Guest speaker uses humor in disability employment awareness speech

Defense Logistics Agency
Story by Dianne Ryder

Date: 10.21.2011
Posted: 10.27.2011 17:12
News ID: 79142
Guest speaker uses humor in disability employment awareness speech

FORT BELVOIR, Va. -- Visually impaired comedian Alex Valdez entertained and spoke about the difficulties he’s overcome in his career during the National Disability Employment Awareness Month observance, Oct. 20, at the McNamara Headquarters Complex.

“People are always amazed at how I can look so humorously at being given a complication in my life such as blindness,” he said.

Valdez, visually impaired since childhood, said he has never seen himself on his many television appearances, but he was able to help the audience see how attitudes shape perceptions of employees with disabilities.

The Defense Logistics Agency, Defense Threat Reduction Agency, Defense Contract Audit Agency and Defense Technical Information Center Equal Employment Opportunity offices collaborated on the event, which highlighted the 2011 theme, “Profit by Investing in Workers with Disabilities.”

Valdez captured the audience’s attention with punch lines like “nice-looking crowd” and responded to a question about his lack of sunglasses with, “I don’t see deaf people wearing ear muffs.” Valdez said laughter is one of the ultimate tools for keeping life’s difficulties in proper perspective and that his blindness isn’t the greatest obstacle in his life.

“I find that people have a wide range of reactions to my blindness,” he said. “Some are obviously uncomfortable being around me, while others are almost morbidly interested in the fact that I can’t see, and [that’s] all they want to talk about.”

Although such attitudes toward Valdez’s outward disability suggest he is different from other people, he said people are very much the same inside.

“Everybody in this world has one kind of a disability or another,” he said. “The disabilities that have presented the greatest challenge of my life are not the impairments of the body, but the disabilities of attitude. In this way, we are all challenged.”

To illustrate his point about attitudes toward people with disabilities and the disabilities themselves, Valdez conducted an exercise. Everyone selected one of four disabilities they would choose to have – blindness, cerebral palsy, quadriplegia and developmental disability – and then chose one of those they absolutely would not want to have. Then he had them explain their answers.

“The disability that you choose, you will wake up with tomorrow morning and you will have the rest of your life,” Valdez said. “One to have, one not to have; no right, no wrong answers.”

By allowing the audience to listen to each other’s responses, Valdez revealed audience perceptions and misperceptions about disabilities and their relation to cognitive and physical abilities and quality of life.

“Here’s the bottom line: They’re all the same disability,” Valdez said after the exercise was over. “Because what we have here … are not people with disabilities, they’re reactions [and perceptions] to disabilities.”
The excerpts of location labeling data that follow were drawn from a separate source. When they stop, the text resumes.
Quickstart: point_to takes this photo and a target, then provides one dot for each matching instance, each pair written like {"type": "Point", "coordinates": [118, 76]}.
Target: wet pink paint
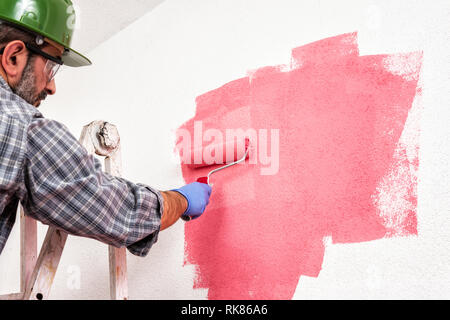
{"type": "Point", "coordinates": [340, 117]}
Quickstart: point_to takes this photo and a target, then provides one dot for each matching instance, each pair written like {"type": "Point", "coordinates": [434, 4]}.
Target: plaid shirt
{"type": "Point", "coordinates": [58, 183]}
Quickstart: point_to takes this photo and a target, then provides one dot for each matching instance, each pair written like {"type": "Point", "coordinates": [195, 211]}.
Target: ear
{"type": "Point", "coordinates": [14, 60]}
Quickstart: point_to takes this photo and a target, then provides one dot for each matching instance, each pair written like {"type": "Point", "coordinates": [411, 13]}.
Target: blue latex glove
{"type": "Point", "coordinates": [197, 195]}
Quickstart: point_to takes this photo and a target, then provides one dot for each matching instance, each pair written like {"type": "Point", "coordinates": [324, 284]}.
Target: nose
{"type": "Point", "coordinates": [51, 87]}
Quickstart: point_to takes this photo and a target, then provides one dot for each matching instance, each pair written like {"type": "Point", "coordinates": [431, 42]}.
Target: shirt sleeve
{"type": "Point", "coordinates": [66, 188]}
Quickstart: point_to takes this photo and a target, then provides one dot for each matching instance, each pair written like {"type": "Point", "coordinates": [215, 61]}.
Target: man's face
{"type": "Point", "coordinates": [34, 84]}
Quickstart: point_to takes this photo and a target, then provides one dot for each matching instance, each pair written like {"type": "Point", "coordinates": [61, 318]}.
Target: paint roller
{"type": "Point", "coordinates": [229, 154]}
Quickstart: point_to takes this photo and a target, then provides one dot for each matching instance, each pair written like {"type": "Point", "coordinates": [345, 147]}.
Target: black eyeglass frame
{"type": "Point", "coordinates": [38, 51]}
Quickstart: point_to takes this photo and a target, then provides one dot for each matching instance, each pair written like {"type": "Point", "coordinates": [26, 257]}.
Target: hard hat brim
{"type": "Point", "coordinates": [72, 58]}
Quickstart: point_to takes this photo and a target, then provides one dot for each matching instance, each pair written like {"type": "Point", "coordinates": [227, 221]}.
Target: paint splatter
{"type": "Point", "coordinates": [346, 169]}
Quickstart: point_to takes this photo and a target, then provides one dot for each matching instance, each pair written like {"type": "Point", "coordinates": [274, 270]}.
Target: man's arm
{"type": "Point", "coordinates": [174, 207]}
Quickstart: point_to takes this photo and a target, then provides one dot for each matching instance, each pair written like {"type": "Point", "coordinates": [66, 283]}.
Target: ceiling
{"type": "Point", "coordinates": [101, 19]}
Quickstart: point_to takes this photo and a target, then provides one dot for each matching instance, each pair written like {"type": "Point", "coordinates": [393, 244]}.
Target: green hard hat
{"type": "Point", "coordinates": [52, 19]}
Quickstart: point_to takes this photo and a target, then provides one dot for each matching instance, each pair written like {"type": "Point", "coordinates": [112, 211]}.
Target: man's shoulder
{"type": "Point", "coordinates": [15, 108]}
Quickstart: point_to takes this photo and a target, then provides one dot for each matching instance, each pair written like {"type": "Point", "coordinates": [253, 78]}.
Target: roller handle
{"type": "Point", "coordinates": [201, 180]}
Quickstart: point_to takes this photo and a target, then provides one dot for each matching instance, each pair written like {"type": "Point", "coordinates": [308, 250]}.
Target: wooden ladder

Valdez explained that reactions are not wrong, but they often affect decisions.

“Our reactions will affect our decisions when we’re working with people with disabilities, when we’re interviewing people with disabilities, and when we are hiring people with disabilities,” he said. “Within every disability is a range of ability.”

Every employee should be viewed in the same way and given the opportunity to succeed and fail, Valdez said.

“The key to success is to hold no higher standard for burden of proof for a person with a disability than you would for anyone,” he said.

In a final demonstration, Valdez asked the audience to indicate by applause if they would be able to perform their current jobs if they had the disability they chose. Many of the attendees applauded.

“[To] those of you that applauded, how many of you honestly believe that you would have your job today if you were born with that disability? Applaud,” he said.

Only two people clapped.

“Ladies and gentlemen, this is the difference between opportunity and ability,” he said. “This is the gap [that the Americans with Disabilities Act] is trying to bridge.”

Philip Hepperle, DLA EEO operations staff director, cited Valdez’s experiment as proof that DLA needs to increase education in the hiring of employees with disabilities.

“Perceptions … cause the barriers to employment, and that was really the point of [Valdez] asking people to clap,” he said. “That’s the point of this program, … to try to overcome the fact that people should focus on what people with disabilities can do … not what they cannot do.”

DLA EEO Director Stephanie Credle agreed with Hepperle and said the moment following Valdez’s final questions was very poignant.

“Even after we talked about everything, … there was a perception that if we had a particular disability that we would not have progressed to the point where most of us are in our careers,” Credle said.

“My concern is that if the perception is still there, then perhaps it will be used when [managers and supervisors] think of hiring someone who has a disabling condition, and that’s the challenge that we have in federal agencies. … That is the barrier that we most have to overcome.”